Raju's dazzling performance at BIAF
September 20, 2009
Satyanarayana Raju, one of Karnataka's finest Bharatanatyam exponents, is a senior most disciple of Guru Narmada and later trained under Guru B Bhanumati. He was given an opportunity to showcase his talent amongst the crowd of celebrities. This well established senior dancer of Bangalore, who has already created a niche for himself with his performances both inside and outside the country, bears the stamp of the Sangeet Natak Akademi awardee Late Guru Narmada's bani. Commencing his recital with an Arabhi Pushpanjali choreographed by Guru Narmada, Satya instantaneously created a spark amongst the aficionados. Dance is a visual art and for a male Bharatanatyam dancer to survive amongst the elfin female dancers and definitely to underlie with the Darwinian principle of "survival of the fittest," the art of presentation is a major factor. Satya's well maintained physique along with his sharp face is definitely a plus point.
Moving on to the central piece of the evening was the crowning item of Bharatanatyam – the Varnam. With the verses taken from Krishna Karunamrutha Slokam with the lyrics "Sri Krishna Kamala Nathoo" set to Raag Reethigaula and Adi Tala, the item is transformed into a Varnam format, a choreography of Guru Narmada. This item vouches for its overwhelming and dazzling jathis with its well thought sancharis describing the Poothana and Geetopadesam episode from Mahabharata, aesthetically synchronized to provide the Varnam an added dynamism. Especially the immediate jathi after the beginning of the Charanam "Gopa Gopi swaro Gopi surya koti samaprabaha" is noted for its complexities, juxtaposing the various permutation, combinations of the adavus. The stopping of the jathi for a fraction of second and immediately starting them undeniably reveals the choreographic brilliance of the composer with the dancer executing them immaculately. The work of the choreographer shines through the artiste who executes it. Satya has done full justice to the assiduous training he has imbibed, with ease. His neat aramandis are definitely a treat for the eyes and concurrently the impeccable teermanams and the adavus executed is highly laudable.
The piece de resistance of the evening was a Devarnama composed by Guru Bhanumati set to Raag Purvi Kalyani in Adi Tala. With the lyrics "Hanumantha Deva Namo Namo," the artiste successfully brought out with ease, the various rasas of the episodes from Ramayana concomitant with Sri Hanuman.
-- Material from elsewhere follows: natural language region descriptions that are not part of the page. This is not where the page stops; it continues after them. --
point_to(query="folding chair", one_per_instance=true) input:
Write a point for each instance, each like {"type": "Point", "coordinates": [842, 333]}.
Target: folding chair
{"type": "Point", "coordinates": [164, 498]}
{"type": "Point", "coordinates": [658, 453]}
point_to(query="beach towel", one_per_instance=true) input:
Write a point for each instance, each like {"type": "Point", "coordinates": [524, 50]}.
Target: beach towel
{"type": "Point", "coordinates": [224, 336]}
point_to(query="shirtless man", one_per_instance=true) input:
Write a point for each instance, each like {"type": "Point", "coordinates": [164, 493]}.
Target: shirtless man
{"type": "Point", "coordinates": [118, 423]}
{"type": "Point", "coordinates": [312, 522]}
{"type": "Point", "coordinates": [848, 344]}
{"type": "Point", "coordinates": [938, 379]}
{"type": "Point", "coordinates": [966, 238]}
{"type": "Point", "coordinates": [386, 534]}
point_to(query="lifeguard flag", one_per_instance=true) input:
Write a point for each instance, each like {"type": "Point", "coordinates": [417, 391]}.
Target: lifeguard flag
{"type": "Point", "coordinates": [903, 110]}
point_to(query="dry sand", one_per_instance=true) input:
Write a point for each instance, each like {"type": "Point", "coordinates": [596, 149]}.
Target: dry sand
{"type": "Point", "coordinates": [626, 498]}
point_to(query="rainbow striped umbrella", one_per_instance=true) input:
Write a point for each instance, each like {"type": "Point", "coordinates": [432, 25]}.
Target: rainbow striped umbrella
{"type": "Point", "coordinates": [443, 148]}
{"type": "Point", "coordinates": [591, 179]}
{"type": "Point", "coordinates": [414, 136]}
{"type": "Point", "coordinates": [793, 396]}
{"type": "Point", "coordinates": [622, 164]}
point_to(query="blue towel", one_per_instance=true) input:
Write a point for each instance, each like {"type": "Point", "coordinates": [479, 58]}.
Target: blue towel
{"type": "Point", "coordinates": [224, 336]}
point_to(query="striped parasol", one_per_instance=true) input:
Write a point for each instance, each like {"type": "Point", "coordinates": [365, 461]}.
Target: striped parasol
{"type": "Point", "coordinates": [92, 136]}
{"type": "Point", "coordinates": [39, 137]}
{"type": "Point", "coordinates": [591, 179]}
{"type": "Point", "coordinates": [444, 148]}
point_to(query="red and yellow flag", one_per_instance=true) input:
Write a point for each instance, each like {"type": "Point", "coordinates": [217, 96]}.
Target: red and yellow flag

The archetypal gait of Hanuman, his crossing of the ocean to reach Lankapuri, his metamorphosis into a shorter form to avoid the eyes of the demons to reach Sita, were magnificently portrayed by Satya. The convulsion of Hanuman seeing Sita trying to hang herself using the hanging offshoot roots of the tree and the panic stricken Hanuman’s crying of "Amma Amma" to stop her from doing so thereby taking Sri Rama's name and giving her the ring given to him by the Lord, were very dramatically portrayed by the handsome dancer. Satya's geometric sense in using the proscenium deserves high praise.
Srivatsa's usage of correct diction with his melodious and bhava filled
singing especially during the abhinaya sequences of both the devarnama
and the varnam (the Geetopodesham episode) deserves appreciation. Orchestral
support with Shakuntala Raghavendra as a nattuvanar, Nataraj Murthy on
violin and Gurumurthy on mridangam, definitely speaks for a rounded performance.